Ejectives, High Altitudes, and Grandiose Linguistic Hypotheses

Jun 18, 2014 by

[This post was written in collaboration with Martin W. Lewis and originally published on GeoCurrents in June 2013]

sex based gender systems

Leading scientific journals and influential media outlets often favor research in linguistics that makes strong claims that resonate with the general public. A number of these favored studies claim to find a correlation between a linguistic feature and a non-linguistic social or cultural trait. For example, a recent paper by Gay, Santacreu-Vasut and Shoham from the Berkeley economic history laboratory claims to have found a correlation between linguistic gender systems and female economic and political empowerment: women in countries with languages that make gender distinctions are supposedly less likely to participate in the labor market or politics and have a reduced ability to get credit or own land. An earlier paper by Boroditsky, Schmidt & Phillips (2003) reported a link between linguistic gender and attributes ascribed to various inanimate objects.

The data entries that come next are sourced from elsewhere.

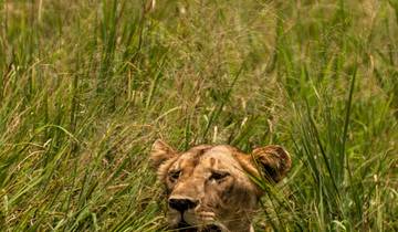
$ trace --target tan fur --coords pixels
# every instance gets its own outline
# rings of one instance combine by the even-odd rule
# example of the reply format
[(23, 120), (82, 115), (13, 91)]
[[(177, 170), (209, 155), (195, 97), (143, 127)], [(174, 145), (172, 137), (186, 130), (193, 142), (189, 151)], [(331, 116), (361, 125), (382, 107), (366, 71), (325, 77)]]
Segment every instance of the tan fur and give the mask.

Yet another paper, this one by behavioral economist Keith Chen from Yale University, highlights a correlation between tense marking and financial behavior: people whose native language makes fewer distinctions between the future and present purportedly think differently about the future and therefore make different financial decisions. These and similar studies go back to the strong version of the Whorf-Sapir hypothesis, all but discredited by professional linguists, which states that the language one speaks determines how one thinks.* Many such alleged correlations between the linguistic and social realms can be, and have been, explored; as Mark Liberman notes in his LanguageLog post,

“many relevant linguistic and non-linguistic datasets are now pre-compiled and available for easy download, and the software needed for fitting various sorts of statistical models can easily be run on your laptop. So if you have a bright idea — maybe alcohol consumption correlates with phonotactic complexity? really, it could — the chances are that you test a model within a few hours. If it doesn’t work out, there are plenty more to try — maybe coffee consumption helps to preserve morphological inflection?”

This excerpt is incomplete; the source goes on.